You can get a clue to how we see war by how newspapers are selling themselves through their front pages. The news-stands are covered with more explosions than human faces; the bombs are the story, and the message. One cloverleaf-shaped explosion in particular so beautifully conveys the story that it’s on five front pages today. The bombs are the stars.
The Sun veered close to “Gotcha!” territory with today’s headline, “TOP GUNS 1, MAD DOG 0”, superimposed on the blast. This is war as a football match, war as a thing that can be counted in terms of a score. One-nil to us! “We”, the Allied forces, are the “Top Guns”; we are Tom Cruise on a brave but necessary mission against one man, The Mad Dog, Muammar al-Gaddafi.
Other newspapers take a different approach. The Independent and Guardian sell themselves on human faces and, in the Guardian‘s case, the result of those pretty orange bomb clouds: dead bodies. And that brings the reality home. All of a sudden it isn’t a cup tie, or a film with a stirring soundtrack where the goodies defeat the baddies, or a distant kaboom on a strip of desert: this is something very real.
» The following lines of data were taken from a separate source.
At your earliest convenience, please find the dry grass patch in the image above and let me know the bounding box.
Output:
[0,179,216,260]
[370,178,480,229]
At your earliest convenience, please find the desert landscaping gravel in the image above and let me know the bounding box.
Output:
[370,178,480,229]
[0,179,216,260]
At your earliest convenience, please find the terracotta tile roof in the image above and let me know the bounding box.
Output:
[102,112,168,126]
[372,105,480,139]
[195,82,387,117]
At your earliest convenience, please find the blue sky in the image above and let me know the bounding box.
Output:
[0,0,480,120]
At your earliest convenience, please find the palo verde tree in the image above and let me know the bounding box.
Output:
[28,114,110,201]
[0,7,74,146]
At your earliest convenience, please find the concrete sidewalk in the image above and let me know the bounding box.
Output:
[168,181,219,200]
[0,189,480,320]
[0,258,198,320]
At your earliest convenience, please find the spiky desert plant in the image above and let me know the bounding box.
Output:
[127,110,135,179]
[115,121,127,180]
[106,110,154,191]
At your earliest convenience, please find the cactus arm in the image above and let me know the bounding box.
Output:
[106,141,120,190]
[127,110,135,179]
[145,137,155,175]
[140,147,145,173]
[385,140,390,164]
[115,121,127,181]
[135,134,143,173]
Whatever the arguments, or the case for intervention, or the case for intervening in Libya instead of, say, Bahrain or Yemen, this isn’t a football match. This isn’t a Hollywood film. This isn’t one-nil. This isn’t half-time. Those beautiful cloverleaf explosions will have people inside them . . . I feel like I’m spoiling everyone’s fun, but there it is. I find it a little distasteful to reduce the military campaign to a football score, an away win, a penalty kick.
The Sun was just carrying on the good work from the News of the World yesterday, whose front-page “BLOWN TO BRITS” explosion and cut-out missile carried the same message. Just in case you had any lingering doubts about who was The Bad Guy, the subs helpfully put Gaddafi’s face in bright red cross-hairs. To further stoke the jingoism, we were told it was “our boys” who were making the things explode.
This, then, is the tabloid glee of war. Our Boys are attacking The Mad Dog, and it’s one-nil already. How can we not support it? How can we not be shocked and awed by the beautiful photos of explosions, the family-friendly pictures, without mangled corpses or that messy business that gets left behind when the clouds disappear? IT’S WAR. War is sport, sport is war. Look away now if you don’t want to know the score.